The Worst Christmas EVER!

by O2BIrish


It’s the week before Christmas, the office mood stinks.

There’s rumors about that the firm has been jinxed.

An event has occurred causing tempers to burn.

It all started when JIM THE BOSS made his return.


Some six months ago certain things had transpired

That resulted in JIM being speedily fired.

A few asked his manager why he was gone.

But the rest said, “Who cares? We can now party on!”


They met in his office, now empty and bare,

And ate and imbibed, all with nary a care.

As the group carried on, JIM was standing outside

With his bottom still red from his trebuchet ride.


JIM knew he would have to go find a new job.

But just how to get one would make his head throb.

He called the recruiters, each one turned him down.

It appeared there’s a network that spanned the whole town.


They heard of how JIM treated those he had led.

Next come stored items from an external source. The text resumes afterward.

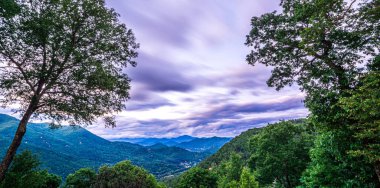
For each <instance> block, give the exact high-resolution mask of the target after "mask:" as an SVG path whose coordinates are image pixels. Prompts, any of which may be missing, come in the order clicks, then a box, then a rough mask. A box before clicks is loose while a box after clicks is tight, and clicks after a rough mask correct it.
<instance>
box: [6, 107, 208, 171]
mask: <svg viewBox="0 0 380 188" xmlns="http://www.w3.org/2000/svg"><path fill="white" fill-rule="evenodd" d="M17 124H18V120H17V119H15V118H13V117H10V116H7V115H1V114H0V135H1V137H0V155H1V156H3V155H4V153H5V151H6V149H7V146H8V145H9V144H10V142H11V140H12V138H13V136H14V132H15V129H16V126H17ZM27 129H28V130H27V133H26V135H25V137H24V139H23V143H22V144H21V147H20V149H19V150H18V151H19V152H21V151H23V150H25V149H27V150H31V151H32V152H33V153H35V154H37V155H38V156H39V158H40V160H41V161H42V162H43V164H42V166H43V167H44V168H47V169H49V171H50V172H52V173H55V174H58V175H60V176H62V177H66V175H67V174H69V173H72V172H74V171H75V170H78V169H79V168H83V167H92V168H95V169H96V168H98V167H99V166H100V165H102V164H115V163H117V162H119V161H122V160H131V161H132V162H133V164H135V165H138V166H142V167H144V168H146V169H147V170H148V171H149V172H151V173H153V174H154V175H156V176H157V177H159V178H161V177H164V176H167V175H171V174H175V173H179V172H182V171H184V170H186V169H187V168H189V167H191V166H193V165H195V164H196V163H198V162H199V161H201V160H202V159H204V158H205V157H206V156H207V154H206V153H197V152H190V151H187V150H185V149H182V148H178V147H167V148H160V147H157V148H154V147H153V148H147V147H143V146H140V145H137V144H131V143H127V142H111V141H108V140H105V139H103V138H100V137H98V136H96V135H94V134H92V133H91V132H89V131H87V130H86V129H83V128H81V127H62V128H59V129H51V128H49V126H48V125H47V124H29V125H28V127H27Z"/></svg>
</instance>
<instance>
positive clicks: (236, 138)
mask: <svg viewBox="0 0 380 188" xmlns="http://www.w3.org/2000/svg"><path fill="white" fill-rule="evenodd" d="M260 130H261V128H254V129H249V130H247V131H245V132H243V133H241V134H240V135H239V136H237V137H235V138H233V139H232V140H231V141H229V142H228V143H226V144H225V145H224V146H223V147H222V148H221V149H219V150H218V151H217V152H216V153H215V154H213V155H212V156H210V157H208V158H207V159H205V160H203V161H202V162H200V163H199V165H198V166H199V167H201V168H206V169H208V168H214V167H216V166H219V165H220V164H221V163H223V162H225V161H228V160H229V159H230V158H231V155H233V154H238V155H240V156H241V157H242V161H246V160H247V159H248V158H249V157H250V152H249V139H250V138H251V137H252V136H253V135H255V134H257V133H258V132H260Z"/></svg>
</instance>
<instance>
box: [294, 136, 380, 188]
mask: <svg viewBox="0 0 380 188" xmlns="http://www.w3.org/2000/svg"><path fill="white" fill-rule="evenodd" d="M348 132H349V130H347V131H339V132H337V131H333V132H332V131H330V132H323V133H320V134H318V136H317V138H316V139H315V141H314V143H315V145H314V147H313V148H312V149H311V151H310V155H311V156H310V157H311V159H312V160H311V163H310V164H309V167H308V168H307V170H306V171H305V172H304V174H303V176H302V178H301V181H302V183H303V185H304V186H305V187H376V183H375V182H376V177H375V175H374V173H373V167H372V165H371V164H369V163H366V162H364V160H362V159H361V158H352V157H351V156H349V155H348V154H347V153H346V152H345V151H346V150H347V148H348V147H350V145H352V144H351V143H350V142H348V140H347V136H346V135H348V134H350V133H348Z"/></svg>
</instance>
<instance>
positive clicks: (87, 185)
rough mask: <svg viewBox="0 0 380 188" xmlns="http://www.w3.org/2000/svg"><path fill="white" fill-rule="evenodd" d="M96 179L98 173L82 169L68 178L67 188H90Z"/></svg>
mask: <svg viewBox="0 0 380 188" xmlns="http://www.w3.org/2000/svg"><path fill="white" fill-rule="evenodd" d="M95 178H96V172H95V171H94V170H92V169H91V168H82V169H79V170H78V171H76V172H75V173H74V174H69V175H68V176H67V178H66V184H65V187H66V188H88V187H90V186H91V185H92V184H93V183H94V180H95Z"/></svg>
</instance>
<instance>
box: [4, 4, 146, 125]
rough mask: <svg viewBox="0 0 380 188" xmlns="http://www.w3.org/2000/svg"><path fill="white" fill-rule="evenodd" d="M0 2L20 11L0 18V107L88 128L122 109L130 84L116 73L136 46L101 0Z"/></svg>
mask: <svg viewBox="0 0 380 188" xmlns="http://www.w3.org/2000/svg"><path fill="white" fill-rule="evenodd" d="M1 2H2V4H3V2H4V3H5V4H6V5H8V4H10V2H13V3H15V4H17V5H18V6H19V7H20V12H19V13H18V14H16V15H14V16H12V17H0V19H1V20H0V60H1V62H2V63H1V71H0V94H1V95H2V96H3V97H4V98H3V99H2V100H1V101H0V102H1V104H2V105H5V106H7V105H9V104H14V103H18V104H20V105H21V106H20V109H19V110H20V111H22V112H26V110H27V109H28V107H29V110H30V111H31V112H33V113H34V115H35V116H39V115H42V116H43V117H45V118H49V119H51V120H53V122H54V124H59V123H60V122H61V121H68V122H70V123H72V124H89V123H91V122H92V121H94V120H95V119H96V118H97V117H99V116H103V115H105V114H109V113H112V112H115V111H120V110H122V109H123V108H124V102H125V101H126V100H127V99H128V98H129V93H128V90H129V88H130V85H129V82H130V79H129V78H128V77H127V75H126V74H124V73H123V72H122V69H123V68H125V67H126V66H127V65H132V66H135V65H136V62H135V61H134V58H135V57H137V52H136V49H137V48H138V44H137V43H136V42H135V37H134V35H133V33H132V31H131V30H129V29H127V28H126V26H125V25H124V24H122V23H120V21H119V20H118V16H119V15H118V14H117V13H116V12H115V11H114V10H113V9H109V8H107V7H106V6H105V1H104V0H59V1H56V0H31V1H24V0H14V1H9V0H6V1H1ZM4 62H7V63H4ZM29 104H30V105H29ZM105 122H106V123H108V124H107V125H110V126H113V125H114V124H113V123H114V122H113V121H112V118H110V117H108V118H106V119H105Z"/></svg>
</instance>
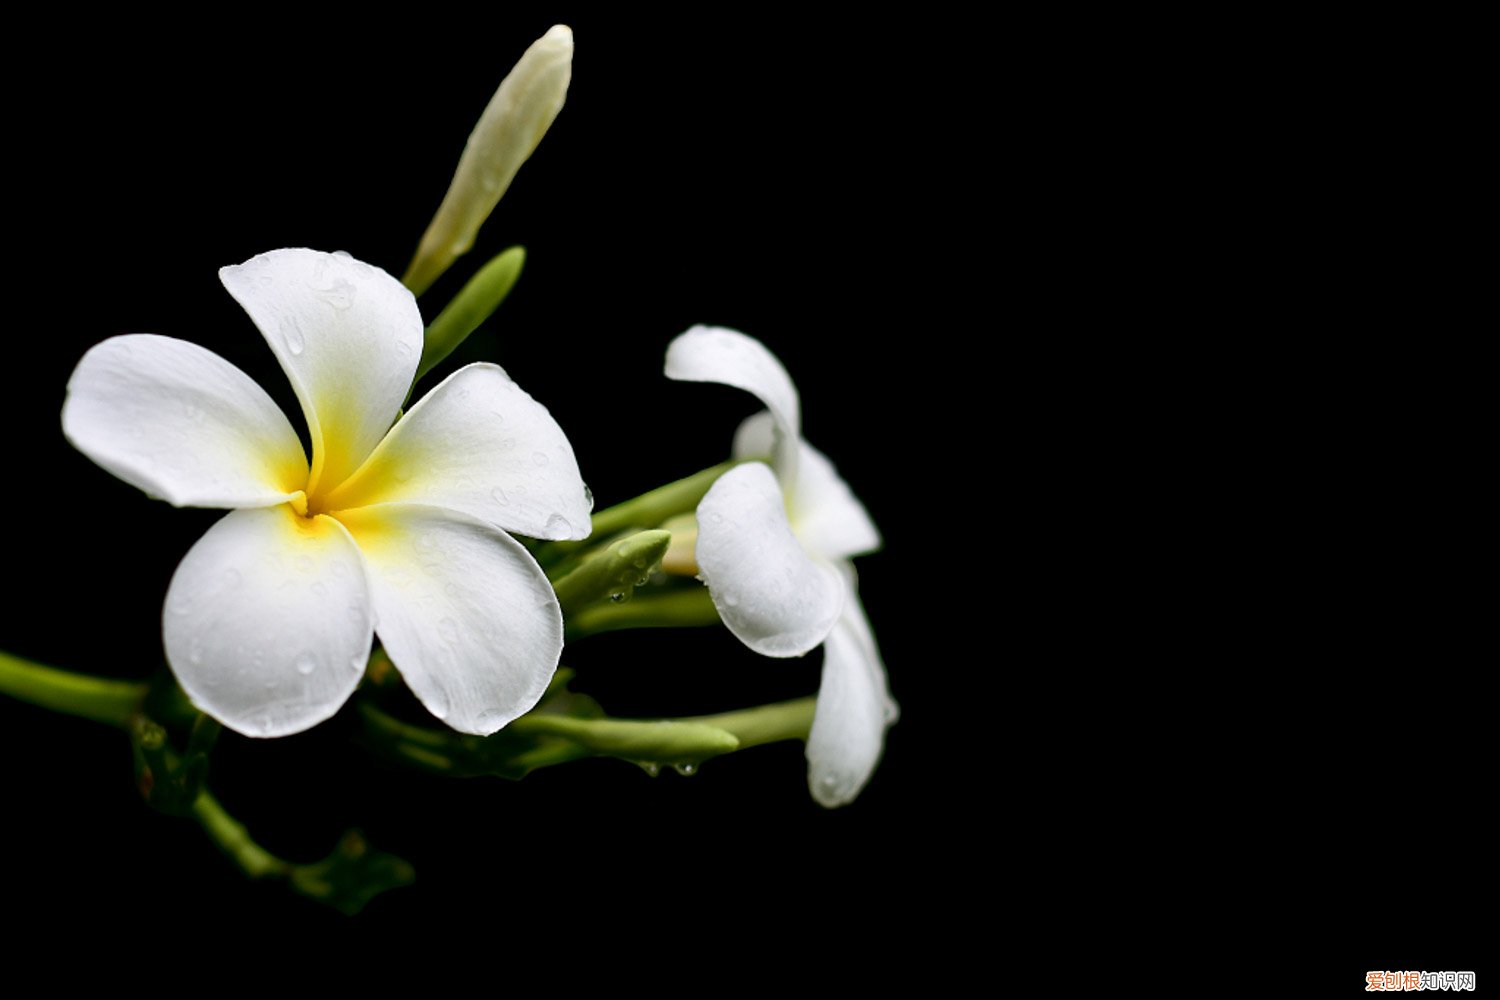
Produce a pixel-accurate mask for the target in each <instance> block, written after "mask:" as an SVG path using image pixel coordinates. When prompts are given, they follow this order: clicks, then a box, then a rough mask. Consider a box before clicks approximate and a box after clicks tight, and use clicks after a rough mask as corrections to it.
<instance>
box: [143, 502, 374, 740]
mask: <svg viewBox="0 0 1500 1000" xmlns="http://www.w3.org/2000/svg"><path fill="white" fill-rule="evenodd" d="M372 630H374V618H372V613H371V601H369V592H368V586H366V580H365V568H363V564H362V561H360V553H359V550H357V549H356V546H354V541H353V540H351V538H350V535H348V532H345V531H344V528H341V526H339V523H338V522H335V520H333V519H332V517H314V519H308V517H299V516H297V514H296V513H293V511H291V508H290V507H287V505H282V507H272V508H264V510H237V511H231V513H229V514H226V516H225V517H223V519H222V520H219V522H217V523H216V525H214V526H213V528H210V529H208V534H205V535H204V537H202V538H199V540H198V544H195V546H193V547H192V550H190V552H189V553H187V556H186V558H183V561H181V565H178V567H177V573H175V574H174V576H172V582H171V588H169V589H168V594H166V609H165V612H163V613H162V637H163V640H165V645H166V658H168V661H169V663H171V667H172V673H175V675H177V681H178V682H180V684H181V687H183V691H186V693H187V697H189V700H192V703H193V705H195V706H198V708H199V709H201V711H204V712H207V714H208V715H211V717H214V718H216V720H219V721H220V723H223V724H225V726H228V727H229V729H233V730H236V732H239V733H245V735H246V736H285V735H288V733H299V732H302V730H305V729H309V727H312V726H317V724H318V723H321V721H324V720H327V718H330V717H332V715H333V714H335V712H338V711H339V706H342V705H344V702H347V700H348V697H350V696H351V694H353V693H354V688H356V687H357V685H359V682H360V676H362V675H363V664H365V661H366V660H368V658H369V651H371V636H372ZM354 664H359V666H360V669H354Z"/></svg>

Every one told of how they would rather be dead.

So who’d work with JIM and ignored the town’s ban?

‘Twas a guy working out of the back of his van.


“Jim, baby,” the guy said with eyes all a-gleam,

“I’ll find you a job that you’ll say is a dream.

There’s recruiters at firms both quite near and quite far.

They’ll be happy to find out the catch that you are.”


He called up those firms with the acronym names

And told of JIM’s assets – the ones that he claims.

“You mean THE JIM THE BOSS?!? There’s no way!!!” they all cried.

The guy kept this up ‘til his cell phone had died.


JIM got so concerned when this calling was through.

As he left, said the guy, “Don’t call me. I’ll call you.”

So JIM waited and waited and waited some more.

After months, he thought waiting was really a chore.


Then one day the phone rang! Hey, could this be the guy?

‘Twas his old boss! He wanted JIM back again!!! Why?

Did his miss JIM’s unique micromanaging style?

His casual Friday thong? Sinister smile?


On Monday, JIM back to his office returned

To the place his departure he thought was unearned.

He walked to the site of his old boss’s suite

And the strangest of sights he proceeded to meet.


There he saw his old boss who had bid him adieu.

But his face – his whole body’s a bright shade of blue.

With JIM’s firing, the plan had a really big flaw.

It appears that JIM’s boss was his brother-in-law.


When JIM’s sister had heard what her husband had done,

She’d reject his affections, his moves, every one!

She would make him go sleep on the sofa each night

While she slept in the bedroom with doors locked so tight.


She kept this act going for evenings on end.

He would plead and he’d plead, but she just wouldn’t bend.

Certain parts of his body began to turn blue

So he begged of his wife, “Tell me, what I can do?!?”


“You must hire him back on, bring him back to your fold,

Or that sofa you sleep on is going to get old.”

So he asked JIM to come back. A saint he portrayed,

While what he had wanted was just to get laid.


So now JIM was back, his career’s not in flux,

And morale at the company? Well, now it sucks.

I’d say it’s JIM’s sister we all have to thank,

Because what would it be without JIM in the Tank?


So as twenty-nineteen is drawn to a swift close,

Let’s hope twenty-twenty is not one that blows.

To Mewe and Reddit and Facebooking Fish,

A prosperous New Year’s my poetic wish.